Mulher é acusada de contratar ‘matador’ pelo Tinder para matar ex e filha



Uma cabeleireira de Nova Jersey acusada de tentar contratar um assassino de aluguel pelo Tinder para matar o ex-namorado e a filha dele tem audiência marcada para esta segunda-feira (14) na Justiça Federal dos Estados Unidos.

Jaclyn D. Diiorio, de 28 anos, está presa sob custódia federal e deverá comparecer diante do juiz Scott W. Reid, na Filadélfia, para uma audiência que analisará sua detenção. Segundo seu advogado, Robert Gamburg, ela deverá se declarar inocente das acusações.

Diiorio foi formalmente indiciada neste mês por duas acusações de uso de meios de comunicação interestaduais em um esquema de assassinato mediante pagamento.
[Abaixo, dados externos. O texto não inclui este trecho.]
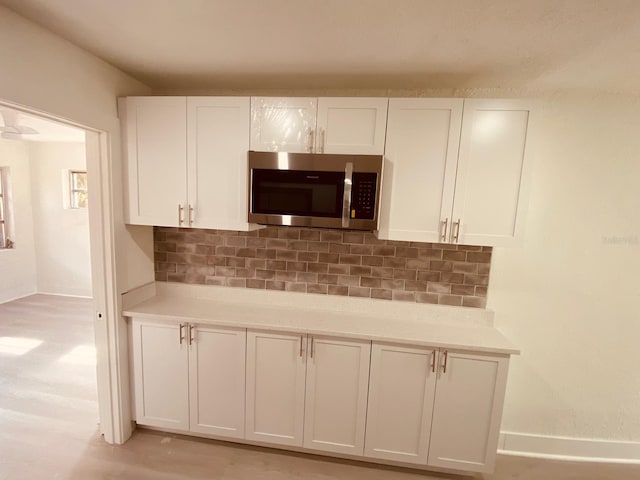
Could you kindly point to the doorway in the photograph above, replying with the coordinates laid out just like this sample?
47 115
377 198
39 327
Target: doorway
104 306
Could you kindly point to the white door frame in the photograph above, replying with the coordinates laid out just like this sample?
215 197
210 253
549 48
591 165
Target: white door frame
110 336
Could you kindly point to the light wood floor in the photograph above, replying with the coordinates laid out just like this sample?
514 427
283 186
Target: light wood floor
48 421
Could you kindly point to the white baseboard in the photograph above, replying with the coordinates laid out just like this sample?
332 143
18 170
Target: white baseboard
568 448
56 294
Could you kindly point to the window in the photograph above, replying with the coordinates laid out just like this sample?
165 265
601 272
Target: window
5 240
78 189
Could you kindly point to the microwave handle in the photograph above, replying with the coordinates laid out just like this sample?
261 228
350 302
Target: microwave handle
346 206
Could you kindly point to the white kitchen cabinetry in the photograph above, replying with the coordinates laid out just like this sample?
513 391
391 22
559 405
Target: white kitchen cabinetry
161 371
217 380
280 124
217 145
493 169
421 154
319 125
189 377
401 393
336 394
307 391
187 161
467 410
392 401
155 138
448 180
275 387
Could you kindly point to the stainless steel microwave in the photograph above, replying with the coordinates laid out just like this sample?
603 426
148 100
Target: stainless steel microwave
314 189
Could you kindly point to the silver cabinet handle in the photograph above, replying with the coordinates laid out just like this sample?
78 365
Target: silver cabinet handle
457 230
346 201
312 137
180 218
320 149
190 215
443 231
445 357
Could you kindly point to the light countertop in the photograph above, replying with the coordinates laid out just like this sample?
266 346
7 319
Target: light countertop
434 326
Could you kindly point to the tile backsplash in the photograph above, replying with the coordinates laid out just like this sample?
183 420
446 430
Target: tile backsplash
333 262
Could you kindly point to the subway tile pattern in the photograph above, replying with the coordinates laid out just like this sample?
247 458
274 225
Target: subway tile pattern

Se condenada pelas acusações federais, pode receber pena de até 20 anos de prisão.

Suposto matador foi conhecido pelo Tinder

O caso começou em março de 2025, quando Jaclyn conheceu pelo Tinder um homem que ela acreditava poder ajudá-la a executar o plano. O que ela não sabia era que ele atuava como informante confidencial das autoridades.
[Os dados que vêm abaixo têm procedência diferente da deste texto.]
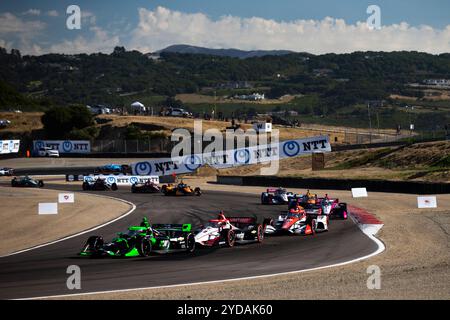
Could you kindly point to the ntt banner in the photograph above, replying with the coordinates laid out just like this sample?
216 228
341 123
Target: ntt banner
64 146
122 180
9 146
234 157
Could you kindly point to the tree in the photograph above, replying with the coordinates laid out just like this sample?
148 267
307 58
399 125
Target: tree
59 122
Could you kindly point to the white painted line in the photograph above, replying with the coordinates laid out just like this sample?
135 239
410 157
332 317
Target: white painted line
47 208
133 207
380 248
Segundo a acusação, os dois trocaram mensagens e telefonemas antes de se encontrarem pessoalmente. Durante as conversas, Jaclyn teria manifestado o desejo de matar o ex-namorado, um policial da Filadélfia de 53 anos.
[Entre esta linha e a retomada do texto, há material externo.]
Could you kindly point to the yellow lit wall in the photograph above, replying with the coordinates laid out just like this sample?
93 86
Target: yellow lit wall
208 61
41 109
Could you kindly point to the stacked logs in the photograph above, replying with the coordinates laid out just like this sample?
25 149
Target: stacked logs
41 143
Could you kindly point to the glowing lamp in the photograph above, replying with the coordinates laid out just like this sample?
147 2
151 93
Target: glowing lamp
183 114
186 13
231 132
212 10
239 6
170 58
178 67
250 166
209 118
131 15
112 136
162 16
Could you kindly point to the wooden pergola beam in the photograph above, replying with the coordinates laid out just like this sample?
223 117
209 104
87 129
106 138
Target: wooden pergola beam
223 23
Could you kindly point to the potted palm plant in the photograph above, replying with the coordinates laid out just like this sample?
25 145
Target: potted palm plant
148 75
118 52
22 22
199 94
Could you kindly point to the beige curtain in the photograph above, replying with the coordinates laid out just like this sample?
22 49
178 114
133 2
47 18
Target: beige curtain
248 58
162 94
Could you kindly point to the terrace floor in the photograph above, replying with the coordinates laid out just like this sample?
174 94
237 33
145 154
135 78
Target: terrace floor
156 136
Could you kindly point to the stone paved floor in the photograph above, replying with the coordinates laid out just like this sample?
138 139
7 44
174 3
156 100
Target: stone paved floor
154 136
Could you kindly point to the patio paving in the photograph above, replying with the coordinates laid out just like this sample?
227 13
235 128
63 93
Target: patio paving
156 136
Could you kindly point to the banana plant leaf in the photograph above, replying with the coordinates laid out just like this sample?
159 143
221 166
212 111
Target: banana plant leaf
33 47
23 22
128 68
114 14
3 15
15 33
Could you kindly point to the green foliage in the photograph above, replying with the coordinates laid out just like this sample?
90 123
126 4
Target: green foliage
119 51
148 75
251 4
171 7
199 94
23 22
Posteriormente, a filha dele, então com 19 anos, também teria sido incluída entre os alvos.

De acordo com documentos judiciais, Jaclyn teria oferecido aproximadamente US$ 12 mil pelos dois assassinatos. Em um dos encontros, ela entregou US$ 500 ao suposto matador como pagamento inicial.

Ex-namorado era policial da Filadélfia

Jaclyn havia conhecido o ex enquanto trabalhava como cabeleireira. O relacionamento terminou em março de 2025, poucas semanas antes do início das conversas que deram origem à investigação.

Segundo informações apresentadas no processo, ela também havia solicitado uma ordem de restrição contra o homem em 2024, mas posteriormente desistiu da medida.

A Promotoria sustenta ainda que a negociação realizada por meio do Tinder não teria sido a primeira tentativa de Jaclyn de encontrar alguém para matar o ex e a filha.

Durante o processo estadual, investigadores disseram que ela teria contado ao informante que outras pessoas já haviam sido procuradas anteriormente e chegaram a apresentar imagens falsas para fazê-la acreditar que uma execução havia ocorrido.

Prisão ocorreu após entrega de dinheiro

As autoridades passaram a acompanhar a negociação depois que o homem procurado por Jaclyn comunicou o caso à polícia.

Em abril de 2025, ela teria se encontrado com o informante e entregue US$ 500 em dinheiro como adiantamento. A prisão ocorreu pouco depois.

Inicialmente, Jaclyn respondeu a acusações na Justiça de Nova Jersey, incluindo tentativa de homicídio e conspiração para cometer assassinato.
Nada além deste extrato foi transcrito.